Abstract

Three-dimensional, high Reynolds number cavity flow is investigated. The cavity was exposed to a free-stream Mach number of 0.40 and a Reynolds number (based on cavity depth) of 1.6 × 106, with a thick incoming turbulent boundary-layer. Dominant modes and structures were studied by conducting unsteady numerical flow simulations (CFD), and applying Proper-Orthogonal-Decomposition (POD) in both two and three-dimensions.
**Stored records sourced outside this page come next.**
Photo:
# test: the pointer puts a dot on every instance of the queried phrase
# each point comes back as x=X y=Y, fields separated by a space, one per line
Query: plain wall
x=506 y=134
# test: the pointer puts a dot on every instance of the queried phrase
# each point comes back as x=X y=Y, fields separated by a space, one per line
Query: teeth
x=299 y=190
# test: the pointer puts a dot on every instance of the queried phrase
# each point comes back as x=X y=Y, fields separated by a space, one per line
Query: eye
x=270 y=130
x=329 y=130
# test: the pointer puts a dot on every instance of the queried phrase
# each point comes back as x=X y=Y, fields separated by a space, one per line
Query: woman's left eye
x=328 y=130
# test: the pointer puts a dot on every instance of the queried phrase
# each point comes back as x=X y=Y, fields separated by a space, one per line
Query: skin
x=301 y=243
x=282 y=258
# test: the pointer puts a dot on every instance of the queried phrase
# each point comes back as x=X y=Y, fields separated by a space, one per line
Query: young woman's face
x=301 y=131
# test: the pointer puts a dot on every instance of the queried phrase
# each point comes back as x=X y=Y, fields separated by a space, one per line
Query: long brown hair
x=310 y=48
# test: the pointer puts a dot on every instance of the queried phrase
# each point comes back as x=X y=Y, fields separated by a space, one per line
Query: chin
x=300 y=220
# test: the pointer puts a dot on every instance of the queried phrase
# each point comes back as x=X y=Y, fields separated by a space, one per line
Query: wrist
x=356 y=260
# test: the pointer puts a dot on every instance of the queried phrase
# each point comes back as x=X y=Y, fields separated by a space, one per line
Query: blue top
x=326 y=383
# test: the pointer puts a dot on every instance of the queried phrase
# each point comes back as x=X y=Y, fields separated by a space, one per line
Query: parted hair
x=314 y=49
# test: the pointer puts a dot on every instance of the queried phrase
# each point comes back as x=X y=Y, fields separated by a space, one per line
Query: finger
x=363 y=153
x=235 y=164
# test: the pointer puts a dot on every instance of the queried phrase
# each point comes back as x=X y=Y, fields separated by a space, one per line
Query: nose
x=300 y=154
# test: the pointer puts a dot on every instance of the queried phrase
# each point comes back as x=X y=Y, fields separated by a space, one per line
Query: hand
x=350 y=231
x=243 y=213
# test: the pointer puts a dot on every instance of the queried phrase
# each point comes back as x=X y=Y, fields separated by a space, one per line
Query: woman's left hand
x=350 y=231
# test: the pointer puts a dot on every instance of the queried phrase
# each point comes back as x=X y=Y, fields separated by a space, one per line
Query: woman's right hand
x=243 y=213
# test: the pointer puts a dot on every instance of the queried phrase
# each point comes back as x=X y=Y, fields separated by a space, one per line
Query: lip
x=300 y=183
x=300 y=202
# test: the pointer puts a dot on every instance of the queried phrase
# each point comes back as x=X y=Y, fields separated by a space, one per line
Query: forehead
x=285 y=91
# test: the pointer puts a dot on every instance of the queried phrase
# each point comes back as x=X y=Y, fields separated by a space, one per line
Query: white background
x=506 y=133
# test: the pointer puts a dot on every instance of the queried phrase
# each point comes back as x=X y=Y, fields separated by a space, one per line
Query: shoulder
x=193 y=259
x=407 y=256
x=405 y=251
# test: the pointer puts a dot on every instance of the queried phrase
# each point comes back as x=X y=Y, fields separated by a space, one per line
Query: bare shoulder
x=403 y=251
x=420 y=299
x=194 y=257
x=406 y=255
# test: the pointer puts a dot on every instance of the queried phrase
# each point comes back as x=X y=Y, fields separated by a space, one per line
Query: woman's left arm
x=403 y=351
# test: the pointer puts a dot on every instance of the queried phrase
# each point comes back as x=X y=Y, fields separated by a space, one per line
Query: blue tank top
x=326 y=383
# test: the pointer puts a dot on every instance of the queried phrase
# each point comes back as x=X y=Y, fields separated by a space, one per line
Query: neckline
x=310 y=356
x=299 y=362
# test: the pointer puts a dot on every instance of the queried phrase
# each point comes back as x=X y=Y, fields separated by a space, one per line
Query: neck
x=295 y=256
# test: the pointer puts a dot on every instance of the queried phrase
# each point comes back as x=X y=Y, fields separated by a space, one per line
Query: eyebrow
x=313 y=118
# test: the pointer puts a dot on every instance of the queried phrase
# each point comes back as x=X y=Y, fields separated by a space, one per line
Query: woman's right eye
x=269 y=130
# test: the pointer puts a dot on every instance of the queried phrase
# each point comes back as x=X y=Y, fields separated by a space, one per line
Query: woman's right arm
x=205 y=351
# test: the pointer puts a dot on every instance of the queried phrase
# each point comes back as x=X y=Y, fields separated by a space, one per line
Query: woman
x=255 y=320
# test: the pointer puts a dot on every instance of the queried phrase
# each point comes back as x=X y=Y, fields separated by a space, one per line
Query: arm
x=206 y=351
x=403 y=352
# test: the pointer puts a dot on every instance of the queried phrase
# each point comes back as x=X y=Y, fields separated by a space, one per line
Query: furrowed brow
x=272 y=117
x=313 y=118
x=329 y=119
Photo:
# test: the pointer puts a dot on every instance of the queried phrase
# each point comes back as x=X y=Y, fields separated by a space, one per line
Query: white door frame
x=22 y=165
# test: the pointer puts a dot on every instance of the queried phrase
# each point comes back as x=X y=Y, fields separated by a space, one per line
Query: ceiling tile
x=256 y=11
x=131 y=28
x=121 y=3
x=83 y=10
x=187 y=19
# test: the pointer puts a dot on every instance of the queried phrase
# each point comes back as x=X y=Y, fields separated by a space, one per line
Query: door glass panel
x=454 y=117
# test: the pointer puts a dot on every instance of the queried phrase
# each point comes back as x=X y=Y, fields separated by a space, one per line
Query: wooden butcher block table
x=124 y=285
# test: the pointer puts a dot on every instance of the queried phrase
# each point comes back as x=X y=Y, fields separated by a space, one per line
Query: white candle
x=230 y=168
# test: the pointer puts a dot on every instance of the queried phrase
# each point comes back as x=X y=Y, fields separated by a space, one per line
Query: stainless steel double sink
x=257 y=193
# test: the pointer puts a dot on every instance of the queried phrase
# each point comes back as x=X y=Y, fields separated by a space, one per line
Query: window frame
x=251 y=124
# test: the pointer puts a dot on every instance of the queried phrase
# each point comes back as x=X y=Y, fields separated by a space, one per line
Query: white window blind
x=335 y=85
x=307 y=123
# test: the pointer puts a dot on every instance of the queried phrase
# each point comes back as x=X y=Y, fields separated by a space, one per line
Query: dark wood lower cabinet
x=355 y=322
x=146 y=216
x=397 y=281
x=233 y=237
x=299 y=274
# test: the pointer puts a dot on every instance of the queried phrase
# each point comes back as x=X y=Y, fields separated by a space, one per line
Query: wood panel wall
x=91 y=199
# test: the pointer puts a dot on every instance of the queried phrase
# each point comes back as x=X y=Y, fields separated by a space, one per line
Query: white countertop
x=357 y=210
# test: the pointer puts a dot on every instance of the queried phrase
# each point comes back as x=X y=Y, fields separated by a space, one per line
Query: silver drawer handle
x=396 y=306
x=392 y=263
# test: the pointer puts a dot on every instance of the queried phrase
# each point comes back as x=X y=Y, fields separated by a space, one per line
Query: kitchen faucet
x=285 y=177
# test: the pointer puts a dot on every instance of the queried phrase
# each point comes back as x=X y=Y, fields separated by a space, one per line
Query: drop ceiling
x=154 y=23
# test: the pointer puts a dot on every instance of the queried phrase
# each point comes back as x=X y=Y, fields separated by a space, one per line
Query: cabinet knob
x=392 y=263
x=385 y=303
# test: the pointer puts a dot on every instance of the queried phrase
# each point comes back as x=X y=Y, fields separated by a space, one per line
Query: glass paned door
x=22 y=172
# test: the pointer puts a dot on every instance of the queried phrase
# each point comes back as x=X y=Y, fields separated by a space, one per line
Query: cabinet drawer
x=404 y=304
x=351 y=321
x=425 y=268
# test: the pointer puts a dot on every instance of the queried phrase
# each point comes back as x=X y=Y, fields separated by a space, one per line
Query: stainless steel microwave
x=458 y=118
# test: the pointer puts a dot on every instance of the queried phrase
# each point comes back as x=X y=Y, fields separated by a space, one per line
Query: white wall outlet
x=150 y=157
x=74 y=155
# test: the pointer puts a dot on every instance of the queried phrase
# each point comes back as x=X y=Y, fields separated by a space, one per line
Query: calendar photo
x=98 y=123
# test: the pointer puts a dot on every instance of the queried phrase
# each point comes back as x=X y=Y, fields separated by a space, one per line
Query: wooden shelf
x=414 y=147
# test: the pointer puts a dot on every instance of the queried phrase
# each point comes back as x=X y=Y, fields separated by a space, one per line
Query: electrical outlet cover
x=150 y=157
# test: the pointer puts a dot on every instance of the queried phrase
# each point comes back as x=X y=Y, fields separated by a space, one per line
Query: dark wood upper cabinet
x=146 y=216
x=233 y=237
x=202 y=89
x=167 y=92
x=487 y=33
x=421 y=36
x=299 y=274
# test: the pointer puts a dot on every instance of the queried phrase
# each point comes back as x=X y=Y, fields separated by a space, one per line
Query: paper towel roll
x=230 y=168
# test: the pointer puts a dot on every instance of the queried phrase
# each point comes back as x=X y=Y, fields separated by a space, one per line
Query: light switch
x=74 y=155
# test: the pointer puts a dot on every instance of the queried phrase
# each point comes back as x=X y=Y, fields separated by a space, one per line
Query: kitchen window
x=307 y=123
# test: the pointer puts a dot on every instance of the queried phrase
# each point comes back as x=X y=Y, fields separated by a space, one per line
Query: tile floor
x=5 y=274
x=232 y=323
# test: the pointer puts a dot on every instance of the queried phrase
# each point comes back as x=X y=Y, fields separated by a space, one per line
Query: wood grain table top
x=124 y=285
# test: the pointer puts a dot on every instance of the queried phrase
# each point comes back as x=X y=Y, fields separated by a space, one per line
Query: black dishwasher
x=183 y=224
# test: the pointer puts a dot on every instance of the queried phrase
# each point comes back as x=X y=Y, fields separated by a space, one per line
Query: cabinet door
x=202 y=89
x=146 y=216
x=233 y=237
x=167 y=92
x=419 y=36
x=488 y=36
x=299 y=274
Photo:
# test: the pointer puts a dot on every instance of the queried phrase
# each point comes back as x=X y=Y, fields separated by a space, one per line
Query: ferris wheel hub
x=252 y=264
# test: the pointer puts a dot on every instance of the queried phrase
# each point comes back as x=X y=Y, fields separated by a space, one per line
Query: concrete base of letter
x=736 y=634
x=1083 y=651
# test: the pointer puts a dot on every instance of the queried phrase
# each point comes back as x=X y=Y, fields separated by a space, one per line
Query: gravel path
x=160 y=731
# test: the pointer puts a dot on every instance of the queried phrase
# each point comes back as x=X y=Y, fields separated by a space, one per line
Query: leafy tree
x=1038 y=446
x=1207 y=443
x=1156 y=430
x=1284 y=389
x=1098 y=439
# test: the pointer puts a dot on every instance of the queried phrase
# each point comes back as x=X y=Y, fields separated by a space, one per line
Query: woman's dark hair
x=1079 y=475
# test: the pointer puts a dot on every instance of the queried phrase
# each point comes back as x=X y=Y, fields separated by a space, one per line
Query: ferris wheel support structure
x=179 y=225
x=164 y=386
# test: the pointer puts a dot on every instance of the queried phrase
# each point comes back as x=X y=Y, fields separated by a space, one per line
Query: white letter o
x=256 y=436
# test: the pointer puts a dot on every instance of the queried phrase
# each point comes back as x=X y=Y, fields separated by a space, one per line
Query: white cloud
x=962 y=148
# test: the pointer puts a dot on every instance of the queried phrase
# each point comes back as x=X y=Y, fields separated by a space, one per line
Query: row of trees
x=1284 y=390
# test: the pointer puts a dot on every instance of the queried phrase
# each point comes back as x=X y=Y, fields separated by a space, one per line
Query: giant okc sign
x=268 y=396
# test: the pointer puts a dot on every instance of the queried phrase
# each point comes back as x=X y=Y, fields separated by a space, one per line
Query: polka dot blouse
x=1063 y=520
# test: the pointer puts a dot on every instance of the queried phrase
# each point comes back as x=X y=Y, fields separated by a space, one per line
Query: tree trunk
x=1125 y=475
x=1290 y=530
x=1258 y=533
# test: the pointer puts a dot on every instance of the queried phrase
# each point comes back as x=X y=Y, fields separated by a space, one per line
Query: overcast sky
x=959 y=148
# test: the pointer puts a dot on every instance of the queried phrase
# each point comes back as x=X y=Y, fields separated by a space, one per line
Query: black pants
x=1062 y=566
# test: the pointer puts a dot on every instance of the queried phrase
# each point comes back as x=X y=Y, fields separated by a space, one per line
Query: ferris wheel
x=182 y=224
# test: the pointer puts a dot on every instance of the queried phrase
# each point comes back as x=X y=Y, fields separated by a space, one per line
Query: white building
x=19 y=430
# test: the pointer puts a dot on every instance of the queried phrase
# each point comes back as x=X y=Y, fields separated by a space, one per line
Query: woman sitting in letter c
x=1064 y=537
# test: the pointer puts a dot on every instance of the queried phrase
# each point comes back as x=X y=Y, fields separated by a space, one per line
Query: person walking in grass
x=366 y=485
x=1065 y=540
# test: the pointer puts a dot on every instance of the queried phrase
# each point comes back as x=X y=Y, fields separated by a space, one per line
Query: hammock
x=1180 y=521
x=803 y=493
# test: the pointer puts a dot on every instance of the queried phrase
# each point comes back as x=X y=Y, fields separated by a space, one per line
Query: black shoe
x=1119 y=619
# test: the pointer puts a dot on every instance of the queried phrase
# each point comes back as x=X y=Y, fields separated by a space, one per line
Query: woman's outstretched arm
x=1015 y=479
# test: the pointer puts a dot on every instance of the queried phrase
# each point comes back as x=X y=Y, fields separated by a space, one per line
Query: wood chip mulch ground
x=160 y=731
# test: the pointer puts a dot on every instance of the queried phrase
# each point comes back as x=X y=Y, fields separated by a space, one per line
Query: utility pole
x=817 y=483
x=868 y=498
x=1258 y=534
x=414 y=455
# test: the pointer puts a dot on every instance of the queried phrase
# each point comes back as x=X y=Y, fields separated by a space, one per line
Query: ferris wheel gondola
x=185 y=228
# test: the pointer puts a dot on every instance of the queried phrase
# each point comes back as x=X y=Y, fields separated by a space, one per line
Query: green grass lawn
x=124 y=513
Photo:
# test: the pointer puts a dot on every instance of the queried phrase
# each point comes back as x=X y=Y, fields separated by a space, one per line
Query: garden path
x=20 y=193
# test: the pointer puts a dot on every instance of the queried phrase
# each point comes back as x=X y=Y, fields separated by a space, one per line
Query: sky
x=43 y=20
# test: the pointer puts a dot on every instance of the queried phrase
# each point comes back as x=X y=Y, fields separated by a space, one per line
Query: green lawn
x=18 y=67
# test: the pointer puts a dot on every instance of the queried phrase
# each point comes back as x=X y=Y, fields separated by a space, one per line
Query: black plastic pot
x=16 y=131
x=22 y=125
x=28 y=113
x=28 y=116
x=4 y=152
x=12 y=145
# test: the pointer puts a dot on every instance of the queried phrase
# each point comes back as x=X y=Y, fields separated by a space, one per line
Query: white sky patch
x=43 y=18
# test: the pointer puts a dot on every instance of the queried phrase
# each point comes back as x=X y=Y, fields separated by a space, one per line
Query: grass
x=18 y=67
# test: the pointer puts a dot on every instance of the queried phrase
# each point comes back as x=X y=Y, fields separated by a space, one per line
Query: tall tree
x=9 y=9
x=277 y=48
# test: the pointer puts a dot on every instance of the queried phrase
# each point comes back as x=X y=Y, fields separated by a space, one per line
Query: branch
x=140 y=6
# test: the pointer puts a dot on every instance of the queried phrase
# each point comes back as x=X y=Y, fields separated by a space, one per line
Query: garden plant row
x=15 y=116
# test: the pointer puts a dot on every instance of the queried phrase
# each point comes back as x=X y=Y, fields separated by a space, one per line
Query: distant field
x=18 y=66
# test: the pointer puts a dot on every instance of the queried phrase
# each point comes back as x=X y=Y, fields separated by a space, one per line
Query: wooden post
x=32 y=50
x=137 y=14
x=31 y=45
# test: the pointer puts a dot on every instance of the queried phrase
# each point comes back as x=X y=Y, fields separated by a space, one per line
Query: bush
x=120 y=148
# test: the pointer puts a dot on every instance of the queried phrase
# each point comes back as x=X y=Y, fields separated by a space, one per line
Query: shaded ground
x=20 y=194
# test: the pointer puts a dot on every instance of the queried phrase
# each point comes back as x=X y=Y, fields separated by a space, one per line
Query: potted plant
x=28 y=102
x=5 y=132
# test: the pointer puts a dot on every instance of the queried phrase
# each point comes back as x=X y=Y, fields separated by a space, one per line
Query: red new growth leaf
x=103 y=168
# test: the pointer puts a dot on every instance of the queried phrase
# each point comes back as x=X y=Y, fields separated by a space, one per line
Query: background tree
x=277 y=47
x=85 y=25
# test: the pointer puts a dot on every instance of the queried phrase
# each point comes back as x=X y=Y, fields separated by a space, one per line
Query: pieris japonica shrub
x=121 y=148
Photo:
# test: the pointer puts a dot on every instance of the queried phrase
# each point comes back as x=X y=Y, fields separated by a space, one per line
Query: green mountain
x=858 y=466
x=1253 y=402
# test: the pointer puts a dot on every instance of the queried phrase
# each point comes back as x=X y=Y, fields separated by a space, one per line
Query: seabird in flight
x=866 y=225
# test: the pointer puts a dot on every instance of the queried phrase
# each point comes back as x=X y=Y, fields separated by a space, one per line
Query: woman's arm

Fully three-dimensional POD analysis of cavity flow has been rarely conducted in other studies, and it is demonstrated that two-dimensional POD analysis is valid in order to emphasize patterns which are limited in space, but could be misleading without the comparison with the three-dimensional POD analysis. The analysis sheds new light on three-dimensional cavity flow by disclosing novel non-intuitive dominant structures and modes. Stretched streamwise vortices were found to be dominant, at least as the spanwise structures that originate from the classical two-dimensional shear-layer instability. Furthermore, the effect of symmetry plane assumption, which is usually disregarded, was studied rigorously for the first time. POD decomposition of symmetric and anti-symmetric flow modes revealed that anti-symmetric modes contain a significant portion of the total energy; however, they only interact weakly with the symmetric modes.